While building a key-value for my university project, I came across this data structure called Judy Arrays. It was developed by Douglas Baskins while he was working at HP. Due to the dearth of academic research on this specific subject, Judy Arrays aren’t quite as popular as other data structures. This article is my humble attempt to explain the complex data churning that goes underneath this data structure.
A simple Wikipedia lift will tell you that
Judy array is a data structure implementing a type of associative array with high performance and low memory usage.
If at all it is an associative array, why on earth do we need another data structure doing the same job as AVL Trees, B-Trees or Skip lists? Let’s find out.
Any living being who has written a few lines of code would be familiar with the traditional arrays which are available in most of the programming languages. A traditional array works exceptionally well due to its
- fast lookup
- fast insertion, and
- fast deletion
All we need is the array’s base address and an offset to access an element as all the values are stored contiguously.

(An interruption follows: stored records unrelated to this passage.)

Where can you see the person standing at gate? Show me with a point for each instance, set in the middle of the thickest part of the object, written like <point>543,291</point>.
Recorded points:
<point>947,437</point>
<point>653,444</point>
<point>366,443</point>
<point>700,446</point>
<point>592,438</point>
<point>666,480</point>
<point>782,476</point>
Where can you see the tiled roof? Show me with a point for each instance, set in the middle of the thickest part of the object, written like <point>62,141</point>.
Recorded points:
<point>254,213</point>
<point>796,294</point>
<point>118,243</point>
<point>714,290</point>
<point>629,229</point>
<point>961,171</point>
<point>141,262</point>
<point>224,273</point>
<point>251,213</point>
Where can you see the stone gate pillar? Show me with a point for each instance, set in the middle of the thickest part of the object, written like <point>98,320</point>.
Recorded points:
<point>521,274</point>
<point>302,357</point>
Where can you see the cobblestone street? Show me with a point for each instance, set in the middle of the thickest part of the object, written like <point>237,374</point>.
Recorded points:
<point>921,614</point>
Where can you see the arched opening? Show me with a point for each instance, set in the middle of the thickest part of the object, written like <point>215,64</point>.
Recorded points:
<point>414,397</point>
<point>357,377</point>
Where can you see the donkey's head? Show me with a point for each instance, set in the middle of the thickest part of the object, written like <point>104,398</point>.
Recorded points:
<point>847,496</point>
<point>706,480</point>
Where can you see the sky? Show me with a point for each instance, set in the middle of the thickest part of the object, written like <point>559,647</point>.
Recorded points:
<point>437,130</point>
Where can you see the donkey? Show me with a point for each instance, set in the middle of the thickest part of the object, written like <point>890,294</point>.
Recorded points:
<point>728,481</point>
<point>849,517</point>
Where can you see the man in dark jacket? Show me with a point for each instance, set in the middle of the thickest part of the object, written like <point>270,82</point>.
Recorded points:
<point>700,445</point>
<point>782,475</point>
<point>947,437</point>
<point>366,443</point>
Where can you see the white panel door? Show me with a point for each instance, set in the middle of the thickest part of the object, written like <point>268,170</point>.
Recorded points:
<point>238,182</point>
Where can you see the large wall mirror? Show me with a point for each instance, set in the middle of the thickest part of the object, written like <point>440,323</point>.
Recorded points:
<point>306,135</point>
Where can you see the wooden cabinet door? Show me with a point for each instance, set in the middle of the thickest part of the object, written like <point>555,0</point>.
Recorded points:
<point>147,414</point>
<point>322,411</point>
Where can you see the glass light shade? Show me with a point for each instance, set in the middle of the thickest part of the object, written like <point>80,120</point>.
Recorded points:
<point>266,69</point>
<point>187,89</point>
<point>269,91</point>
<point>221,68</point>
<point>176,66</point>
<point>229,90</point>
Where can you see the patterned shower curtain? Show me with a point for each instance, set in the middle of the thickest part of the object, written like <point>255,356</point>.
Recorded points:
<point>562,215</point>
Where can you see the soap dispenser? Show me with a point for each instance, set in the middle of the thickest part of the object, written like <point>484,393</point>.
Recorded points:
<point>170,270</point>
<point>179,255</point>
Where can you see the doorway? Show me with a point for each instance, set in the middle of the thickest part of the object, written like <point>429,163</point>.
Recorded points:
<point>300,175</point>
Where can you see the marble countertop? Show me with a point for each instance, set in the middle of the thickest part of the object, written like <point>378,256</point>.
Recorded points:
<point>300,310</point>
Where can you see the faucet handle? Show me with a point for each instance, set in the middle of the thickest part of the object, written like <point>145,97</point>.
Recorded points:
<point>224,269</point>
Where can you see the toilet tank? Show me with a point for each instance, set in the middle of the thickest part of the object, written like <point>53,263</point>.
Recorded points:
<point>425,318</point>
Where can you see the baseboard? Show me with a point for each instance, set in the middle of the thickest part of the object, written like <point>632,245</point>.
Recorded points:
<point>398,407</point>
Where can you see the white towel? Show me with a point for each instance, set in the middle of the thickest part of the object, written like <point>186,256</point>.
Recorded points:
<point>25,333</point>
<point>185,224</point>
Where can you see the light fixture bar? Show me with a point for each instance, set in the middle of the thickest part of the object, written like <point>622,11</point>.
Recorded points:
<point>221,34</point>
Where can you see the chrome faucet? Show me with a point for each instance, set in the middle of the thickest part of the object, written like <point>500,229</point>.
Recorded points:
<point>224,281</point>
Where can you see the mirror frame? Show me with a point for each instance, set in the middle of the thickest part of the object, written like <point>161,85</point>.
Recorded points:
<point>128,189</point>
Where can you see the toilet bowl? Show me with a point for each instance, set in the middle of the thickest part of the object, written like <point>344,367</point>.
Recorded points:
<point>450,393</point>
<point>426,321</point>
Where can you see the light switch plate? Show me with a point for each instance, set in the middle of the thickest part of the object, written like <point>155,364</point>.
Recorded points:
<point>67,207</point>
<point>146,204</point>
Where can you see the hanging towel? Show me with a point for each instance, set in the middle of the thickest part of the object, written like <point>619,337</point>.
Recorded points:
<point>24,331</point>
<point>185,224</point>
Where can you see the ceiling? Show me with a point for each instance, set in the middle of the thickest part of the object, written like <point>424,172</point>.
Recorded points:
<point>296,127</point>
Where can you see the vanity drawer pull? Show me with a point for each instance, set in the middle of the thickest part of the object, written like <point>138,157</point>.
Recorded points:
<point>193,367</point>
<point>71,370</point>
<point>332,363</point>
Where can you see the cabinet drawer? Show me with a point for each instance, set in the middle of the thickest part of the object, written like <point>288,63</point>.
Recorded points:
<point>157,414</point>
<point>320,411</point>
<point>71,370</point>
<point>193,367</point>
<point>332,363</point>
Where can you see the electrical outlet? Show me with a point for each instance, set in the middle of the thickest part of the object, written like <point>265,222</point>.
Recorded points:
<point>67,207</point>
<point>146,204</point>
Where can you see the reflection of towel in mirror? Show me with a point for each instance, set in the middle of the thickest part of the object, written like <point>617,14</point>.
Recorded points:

But what if a situation arises, wherein the data to be indexed is sparse in nature. The size of a traditional array is predetermined and cannot vary with sparseness in data. This is grossly memory inefficient. To better understand this, consider that your range of keys or Expanse is 1…100. Thus, we create a traditional array of size = 100 so that it covers the entire expanse. Now, if we happen to fill just 10 locations in the array, it leads to a loss of 90 memory locations. Memory inefficient, isn’t it? Although, a highly populated array may be an exception.
Enter Judy Arrays. In a nutshell, Judy Array is a trie. I suggest you read up about tries if you’re not familiar with it. It is a very rudimentary and useful data structure and is also called a digital tree or a radix tree.
Each node in a Judy Array has 256 branches. For a 32-bit expanse, that roughly translates to at most 4 lookups. Also, if the number of keys to be stored or population is quite small, Judy stores everything in the root. A well-implemented Judy Array also uses highly efficient node-compaction schemes that further reduce the size of each node.
Judy Array does not use any hashing function and stores the keys in sorted order just like other tree implementations.
What makes it fast?
Avoids cache-line fills : A cache-line fill is the additional time required to do a read reference from RAM when a word is not found in cache. In today’s computers the time for a cache-line fill is in the range of 50..2000 machine instructions. Therefore a cache-line fill should be avoided when fewer than 50 instructions can do the same job. Judy is designed to avoid cache-line fills wherever possible.
Memory Efficient : It’s node-compaction and brach-compression schemes makes it well suited for semi-sequential sparse data. Some of the branch compression schemes are linear and bitmap but they are beyond the scope of this article. Also, Judy Arrays are left uncompressed when the population is dense.
No tree balancing and dynamically growing : Judy Array can grow or shrink as elements are added to, or removed from, the array. The memory used by Judy arrays is nearly proportional to the number of elements in the Judy array.
When to use it?
Judy Arrays are suitable to use under the following conditions.
- Large and sparse data sets.
- Semi-sequential data sets.
- General low latency requirement.
[Source] : https://rusty.ozlabs.org/?p=153
In a series of benchmarks conducted by Rusty Russell (linked above!) between Judy Arrays, Google’s SparseHash and DenseHash, and DumbHash; the following results were obtained.
Initial insertion of keys 0 to 49,999,999 in order, looking them up in order, looking up keys 50,000,000 to 99,999,999 in order.
Delete everything and reinsert them all (in order).
Lookup random elements and access the elements.
You can read further about these benchmarks @ https://rusty.ozlabs.org/?p=153
The original implementation of Judy Array was written by Douglas Baskins and his team at HP. This implementation is probably the fastest but sprawls across 20,000 lines of code making it difficult to comprehend. However, it is available as a sweet API library.
Below is an example of the API this implementation provides.
Judy1 - maps an Index (word) to a bit JudyL - maps an Index (word) to a Value (word/pointer) JudySL - maps an Index (null terminated string) to a Value JudyHS - maps an Index (array-of-bytes) of Length to a Value
Years later, a Google engineer, Karl Mcbrain rewrote Douglas’s Judy Arrays within 1250 lines of code. His implementation is quite popular within the FOSS community with multiple language-specific wrappers written around it.